Yugo Yoshida

Personal information
- Nickname: Weed
- Nationality: Japan
- Born: 11 November 1983 (age 42) Karatsu, Saga, Japan
- Height: 1.81 m (5 ft 11 in)
- Weight: 72 kg (159 lb)

Sailing career
- Sport: Sailing
- Club: ABeam Consulting
- Coached by: Kazunori Komatsu
- Class: Dinghy

Medal record
Men's sailing
Representing Japan
Asian Games
| Gold medal – first place | 2010 Guangzhou | 470 |

= Yugo Yoshida =

Japanese sailor

Yugo Yoshida (吉田 雄悟, Yoshida Yugo) is a Japanese sailor, who specializes in the two-person dinghy (470) class. He shared gold medals with his partner Ryunosuke Harada in the 470 class at the 2010 Asian Games, and later represented Japan at the 2012 Summer Olympics. Throughout most of his sailing career, Yoshida trained for the ABeam Consulting Team under his personal coach and mentor Kazunori Komatsu. As of September 2013, Yoshida is ranked no. 190 in the world for two-person dinghy class by the International Sailing Federation.

Yoshida and his partner and skipper Ryunosuke Harada made their official debut at the 2010 Asian Games in Guangzhou, China, where they edged out the host nation's Wang Weidong and Deng Daokun by a seven-point advantage for the gold medal in the men's 470 class, accumulating a net score of 17 points.

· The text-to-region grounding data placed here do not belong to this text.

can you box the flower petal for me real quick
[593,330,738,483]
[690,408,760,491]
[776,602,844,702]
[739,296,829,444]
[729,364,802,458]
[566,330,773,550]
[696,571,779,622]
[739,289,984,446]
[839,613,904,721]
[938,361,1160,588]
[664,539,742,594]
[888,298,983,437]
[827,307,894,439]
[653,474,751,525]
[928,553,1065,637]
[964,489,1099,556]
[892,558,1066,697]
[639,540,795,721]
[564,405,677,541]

At the 2012 Summer Olympics in London, Yoshida competed again as a crew member in the men's 470 class by finishing sixth and receiving a berth from the World Championships in Barcelona, Spain. Teaming with Harada in the opening series, Yoshida mounted a spirited challenge on the fifth leg to deliver the Japanese duo a seventh spot, but fell short of the medal race with an eighteenth-place finish on 131 net points.

On February 14, 2013, Yoshida was married to his counterpart, fellow 470 sailing star, and teammate Ai Kondo at a private ceremony in Waikiki Beach, Hawaii, United States.